The British Athletics Writers' Association (BAWA) is an organisation of British journalists who cover athletics. BAWA was founded in 1963 to represent the press covering the sport. It organises the BAWA Awards and is recognised by the International Association of Athletics Federations and the Sports Journalists' Association.
== Current Leadership ==
The current leadership team of BAWA for the period 2019-2020 includes:

- Chair: Ben Bloom, The Daily Telegraph
- Secretary: Jason Henderson, Athletics Weekly
- Treasurer: Tony Barden
- Committee: Mark Woods, The Scotsman; Jessica Whittington, Athletics Weekly

== Past Chairs ==

| Year | Name | Employer |
|---|---|---|
| 2017-2019 | Ben Bloom | Daily Telegraph |
| 2015-2017 | Mark Woods | Daily Record |
| 2013-2015 | Simon Hart | Daily Telegraph |
| 2011-2013 | Sandy Sutherland | The Scotsman |
| 2009-2011 | Simon Turnbull | The Independent |
| 2007-2009 | Jason Henderson | Athletics Weekly |
| 2005-2007 | Jason Henderson | Athletics Weekly |
| 2003-2005 | Vikki Orvice | The Sun |

== Awards Luncheon ==
The Association has held an annual luncheon to recognise achievements in the sport since 1963 and award the BAWA Athlete of the Year trophy. It has been attended by notable figures including IAAF president Sebastian Coe. The luncheon, where the winners are announced, is held in November at the Tower Hotel in London.

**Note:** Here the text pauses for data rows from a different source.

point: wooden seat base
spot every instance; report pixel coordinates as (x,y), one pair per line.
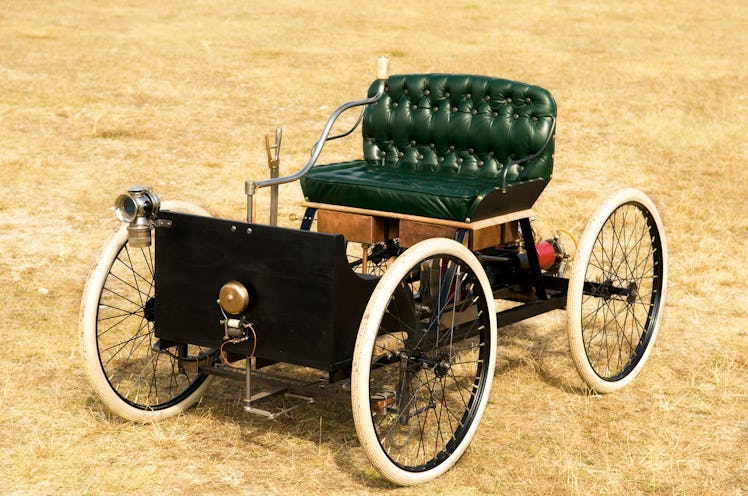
(373,226)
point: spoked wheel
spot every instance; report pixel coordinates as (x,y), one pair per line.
(617,291)
(132,373)
(424,361)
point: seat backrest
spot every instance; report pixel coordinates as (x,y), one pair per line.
(471,126)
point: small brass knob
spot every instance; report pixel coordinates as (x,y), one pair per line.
(233,297)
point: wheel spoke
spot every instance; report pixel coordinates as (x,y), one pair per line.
(624,276)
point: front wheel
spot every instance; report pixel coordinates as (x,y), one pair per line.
(424,361)
(617,291)
(130,372)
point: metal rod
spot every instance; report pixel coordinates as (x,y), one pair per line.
(247,403)
(317,149)
(274,166)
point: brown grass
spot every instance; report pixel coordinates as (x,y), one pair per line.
(94,98)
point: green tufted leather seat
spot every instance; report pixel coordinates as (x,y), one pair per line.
(454,147)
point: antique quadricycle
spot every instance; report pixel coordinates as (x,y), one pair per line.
(440,205)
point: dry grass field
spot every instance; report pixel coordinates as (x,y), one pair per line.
(98,96)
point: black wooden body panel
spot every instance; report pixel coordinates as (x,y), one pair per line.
(305,301)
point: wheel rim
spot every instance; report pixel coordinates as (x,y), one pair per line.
(426,389)
(144,378)
(622,293)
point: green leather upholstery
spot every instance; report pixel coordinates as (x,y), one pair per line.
(442,146)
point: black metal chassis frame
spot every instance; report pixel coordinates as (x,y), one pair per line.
(306,303)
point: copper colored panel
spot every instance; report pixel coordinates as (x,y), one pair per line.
(355,227)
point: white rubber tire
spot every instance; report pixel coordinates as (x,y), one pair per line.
(88,331)
(363,355)
(575,298)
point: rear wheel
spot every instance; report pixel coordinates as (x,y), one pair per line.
(617,291)
(424,361)
(132,373)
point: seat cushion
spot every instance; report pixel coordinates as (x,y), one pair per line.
(365,185)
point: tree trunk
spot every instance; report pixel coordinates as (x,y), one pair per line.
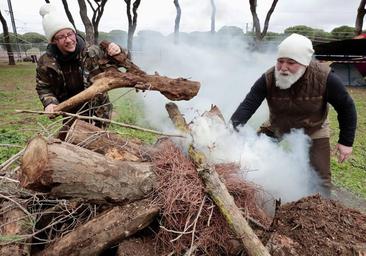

Previous winners of the BAWA Athlete of the Year Award have included four-time Olympic champion Mo Farah and two-time Olympic champion Dame Jessica Ennis-Hill, who have both been recognised with the trophy on numerous occasions. Former Olympic champions Greg Rutherford MBE and Jonathan Edwards CBE have also been recognised.